There are various aspects of agricultural land redistribution in South Africa which you won’t read in the average mainstream newspaper. One being the number of fully productive farms purchased from white farmers (usually at below market value as enforced by the government) turned into wasteland. In most cases because these commercial farms are handed to people who have no clue how to run a business, let alone the much more complicated facets of commercial farming. The Great South African Land Scandal is a great source covering government mismanagement of land redistribution.
Then there is also a substantial percentage of agricultural land owned by the ruling government not earmarked for redistribution, because ANC fat cats are coining it instead of fulfilling land claims. The Sowetan has now uncovered another nasty consequence of mismanaged land redistribution. The fact that labourers of previously white-owned farms are left high and dry after the sale of commercial farms.
I’m not too sure what the government bafoons thought would happen to these workers after land claims have been settled. Surely the farmer selling the land has no further commitment of employment to the workers, since the commercial farm is sold as going concern. It seems that the tribes receiving the land don’t necessarily want the labourers either, because they either have no intention of using the land as commercial farms, have no clue how to do so or just don’t want the previous labourers on the land.

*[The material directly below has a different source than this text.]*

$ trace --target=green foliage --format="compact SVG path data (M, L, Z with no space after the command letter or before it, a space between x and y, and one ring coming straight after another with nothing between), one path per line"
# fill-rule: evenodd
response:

These people have nowhere to go and nobody to feed them, at least not in the way white farmers used to.
So, once again, the ANC manages to take something fully functioning and productive and turn it into crap.
DISGRUNTLED and famished, a community of mostly former farm workers in North West claims they have been abandoned after the farms they had worked and lived on were sold to the Bafokeng nation.
The Royal Bafokeng Administration bought the farm land in Rietvlei outside Rustenburg from the workers' employers.
According to the workers, they were told that it was agreed that a better place to stay would be found for them.
Twelve years down the line, about 800 people on these farms are living without electricity, running water and sanitation.
They live in one-roomed backrooms on different farms while their children walk long distances to schools.
They do not have access to health facilities, safety and security services and facilities like a police station, let alone social grants, as many do not have identity documents and birth certificates.
Every day, most of the residents can be found basking in the sun with their hungry-looking children playing around them and the elderly drinking sorghum beer.
"It's how we live, daily," Nkadimeng Pine, 73, said. If the Bafokeng nation had not bought the land, we could still be employed."
Flora Ranou, a mother of six children and grandmother to 10, said: "We have lived like this for a long time. We are used to this lifestyle. It is hard and we wish to live like other people."
Rustenburg local municipality spokesman Peter Manzana said the municipality had agreed to provide the community with water on Tuesdays and Fridays.
Manzana said the people had refused to move to an alternative area with amenities, Tlaseng village, saying it was "far".
Manager at Royal Bafokeng Administration, Minah Huma, said they started purchasing the majority of plots in the Rietvlei area in 2001 with the aim of consolidating the Royal Bafokeng Nation's land.
She said after the conclusion of some of the transactions, it was discovered that the previous owners had left their workers on the plots. The Royal Bafokeng Nation then took a resolution to integrate them into it.